Resolutions, opinions and reports search tool

The treatment carried out by the denounced municipal group is lawful because the information disseminated on their social networks, pursuant to Article 6.1 f) GDPR - about the satisfaction of legitimate interests, as is freedom of information - had been previously published in the Transparency Portal of the City Council in compliance with Article 57.1 LTC. Furthermore, it should be borne in mind that, although the complainant also complained about the fact that not all the content of his curriculum is published, but only certain extracts are published, this does not represent a violation of the principle of accuracy of the data, insofar as the published information was current and truthful.

The data protection regulations do not prevent the person making the claim from providing the service extension file corresponding to the person occupying the position of Intervention, omitting the information that contains special categories of data, specifically the person's health data affected.

The entity formulating the query can communicate the first and last names and the position or category of the workers referred to in the query (of station agents, auditors, machinists and staff of own offices who provide their services in the stations, trains and facilities, in a labor regime) at the request of people using the service who have submitted a claim against them. This communication would be authorized in article 6.1.c) RGPD in relation to the LTC. In the case of groups that require protection for security reasons, the communication should only include the professional identification number. The entity should inform the affected person that their data has been requested by a user before providing them with the information so that, if applicable, they can allege the personal circumstances on which the request is based their opposition to access. This, unless he had previously been informed about the possibility of these transfers, in accordance with the provisions of article 70.4 RLTC.

The data protection representative of a town hall requests that the Authority issue an opinion on the legal feasibility and legitimacy of recording images of people at sea for the development of a software and subsequently to implement a system consisting in the real-time capture of images of the beaches (without recording) with the purpose of serving as support in maritime rescue tasks. Current regulations do not give the City Council sufficient authority to implement video surveillance systems that involve the capture of images of identifiable physical persons in the bathing areas of the beaches for the purpose set out in the consultation.

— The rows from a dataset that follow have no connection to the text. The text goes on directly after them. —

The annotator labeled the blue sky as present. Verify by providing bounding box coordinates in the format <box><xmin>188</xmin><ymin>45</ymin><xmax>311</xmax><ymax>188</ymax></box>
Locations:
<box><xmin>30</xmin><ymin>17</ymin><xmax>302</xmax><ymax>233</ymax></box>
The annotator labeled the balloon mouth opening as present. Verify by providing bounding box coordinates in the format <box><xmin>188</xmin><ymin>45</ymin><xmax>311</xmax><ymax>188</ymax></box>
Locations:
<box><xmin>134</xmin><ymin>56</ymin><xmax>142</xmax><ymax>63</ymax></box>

Article 12 on the transparency of information is impotently violated by the publication of DPD contact data that did not correspond to the data of the person who actually performed those functions. This meant that the whistleblower could not have the information that the City Council was obliged to provide, constituting a breach provided for in Article 83.5.b.) GDPR in relation to article 74.a LOPDGDD, 'the incompliance of the principle of the transparence of informationn'.

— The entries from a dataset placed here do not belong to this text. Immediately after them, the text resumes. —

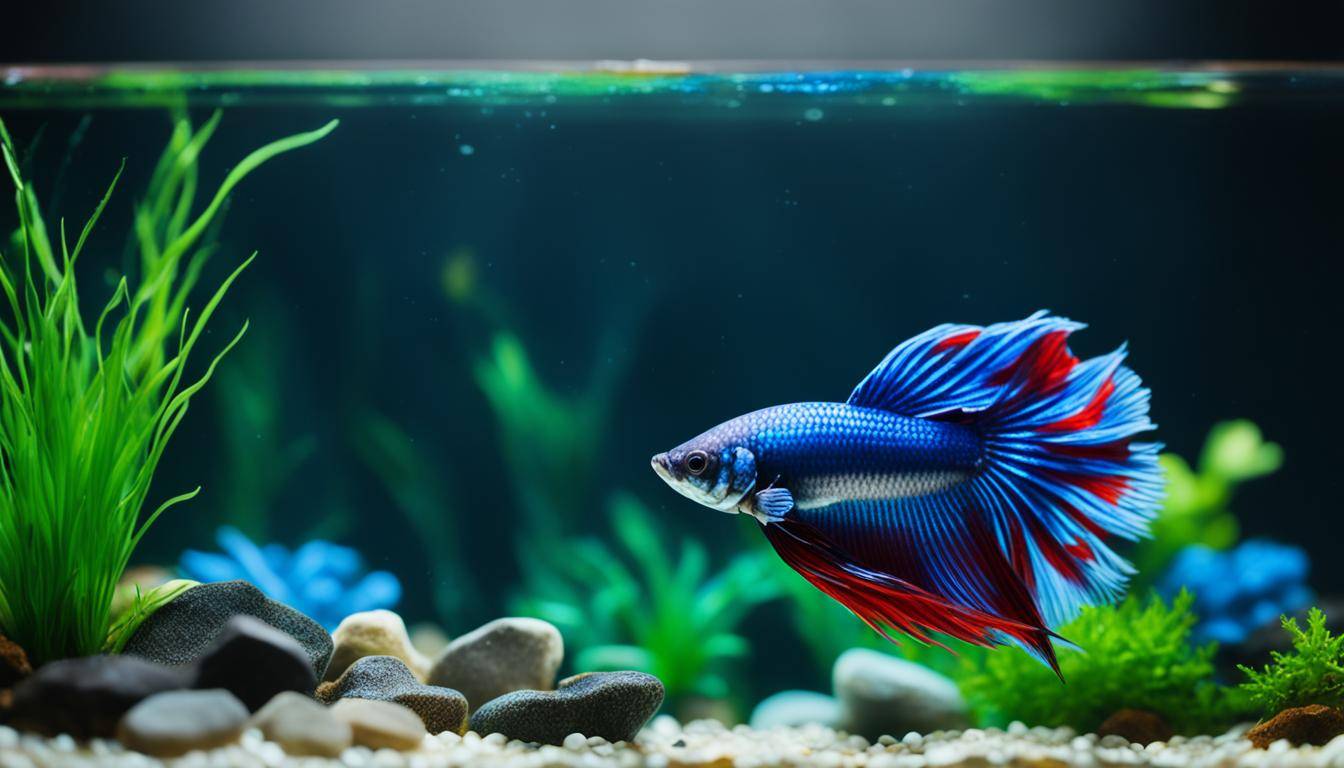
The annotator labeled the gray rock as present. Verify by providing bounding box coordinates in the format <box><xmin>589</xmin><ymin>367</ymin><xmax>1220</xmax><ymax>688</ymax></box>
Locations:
<box><xmin>751</xmin><ymin>690</ymin><xmax>838</xmax><ymax>736</ymax></box>
<box><xmin>331</xmin><ymin>698</ymin><xmax>427</xmax><ymax>749</ymax></box>
<box><xmin>11</xmin><ymin>656</ymin><xmax>192</xmax><ymax>738</ymax></box>
<box><xmin>196</xmin><ymin>615</ymin><xmax>317</xmax><ymax>712</ymax></box>
<box><xmin>124</xmin><ymin>581</ymin><xmax>332</xmax><ymax>679</ymax></box>
<box><xmin>429</xmin><ymin>619</ymin><xmax>564</xmax><ymax>709</ymax></box>
<box><xmin>317</xmin><ymin>656</ymin><xmax>466</xmax><ymax>733</ymax></box>
<box><xmin>325</xmin><ymin>611</ymin><xmax>427</xmax><ymax>687</ymax></box>
<box><xmin>249</xmin><ymin>691</ymin><xmax>349</xmax><ymax>757</ymax></box>
<box><xmin>831</xmin><ymin>648</ymin><xmax>969</xmax><ymax>738</ymax></box>
<box><xmin>117</xmin><ymin>689</ymin><xmax>247</xmax><ymax>757</ymax></box>
<box><xmin>472</xmin><ymin>673</ymin><xmax>663</xmax><ymax>745</ymax></box>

The deletion does not apply when none of the circumstances provided for in Article 17.1 of the RGPD exist. Likewise, when treatment is necessary for compliance with a legal obligation (art. 17.3.b GDPR) or for defense of claims (art. 17.3.e GDPR), it is not appropriate to suppress it.

The PDB resolution estimating the request for the deletion of the personal data contained in the claimant's SIP file is declared extemporaneous, without going into any other considerations regarding the background since the PDB has resolved to delete its personal data and the PDB is required to prove that it has notified the estimation resolution to the claimant.

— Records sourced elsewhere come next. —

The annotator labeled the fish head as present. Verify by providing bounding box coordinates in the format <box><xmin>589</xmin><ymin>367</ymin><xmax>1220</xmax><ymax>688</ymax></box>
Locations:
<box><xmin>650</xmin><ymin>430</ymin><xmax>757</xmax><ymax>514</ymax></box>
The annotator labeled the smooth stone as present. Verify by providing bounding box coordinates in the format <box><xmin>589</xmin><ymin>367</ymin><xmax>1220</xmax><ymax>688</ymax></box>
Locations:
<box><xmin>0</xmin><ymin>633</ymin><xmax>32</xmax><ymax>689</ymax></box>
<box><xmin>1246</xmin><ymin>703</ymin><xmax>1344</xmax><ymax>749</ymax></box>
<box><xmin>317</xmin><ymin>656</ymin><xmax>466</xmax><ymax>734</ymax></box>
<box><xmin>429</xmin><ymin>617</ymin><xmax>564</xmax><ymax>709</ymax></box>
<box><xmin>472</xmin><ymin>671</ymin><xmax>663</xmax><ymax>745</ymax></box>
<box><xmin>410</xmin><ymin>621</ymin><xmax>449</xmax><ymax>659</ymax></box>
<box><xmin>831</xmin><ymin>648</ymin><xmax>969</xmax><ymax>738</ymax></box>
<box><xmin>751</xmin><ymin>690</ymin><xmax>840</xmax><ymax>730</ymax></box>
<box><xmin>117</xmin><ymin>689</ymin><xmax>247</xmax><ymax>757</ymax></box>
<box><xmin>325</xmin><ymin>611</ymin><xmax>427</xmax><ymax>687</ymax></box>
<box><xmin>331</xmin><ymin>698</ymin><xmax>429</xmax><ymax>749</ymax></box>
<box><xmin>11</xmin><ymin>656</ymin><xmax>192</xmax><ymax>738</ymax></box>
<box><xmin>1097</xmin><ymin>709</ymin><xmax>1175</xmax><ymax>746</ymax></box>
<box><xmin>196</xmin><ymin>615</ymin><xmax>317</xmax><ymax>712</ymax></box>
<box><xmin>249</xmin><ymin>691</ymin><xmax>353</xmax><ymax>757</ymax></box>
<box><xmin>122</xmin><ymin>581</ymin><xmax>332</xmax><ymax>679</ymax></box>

The response of the PDB is declared to be extemporaneous, where it is reported that the deletion of the data requested by the claimant has been made effective. The claim of guardianship made by the claimant against the GDPR is dismissed.

Infraction of security measures within the framework of an internal audit conducted by the Foundation: 1) in the process of assigning new passwords, it was not guaranteed that credentials were under the exclusive control of users, as in the first entry the system did not force change by the user. 2) This also meant that it could not be guaranteed to know in an undoubted way what, who and when he performed a certain amount of work in the computer system. This lack of security was particularly apparent when auditors created new "ex novo" credentials for the system technician, and with these new credentials they accessed their work team in order to avoid risks in the system.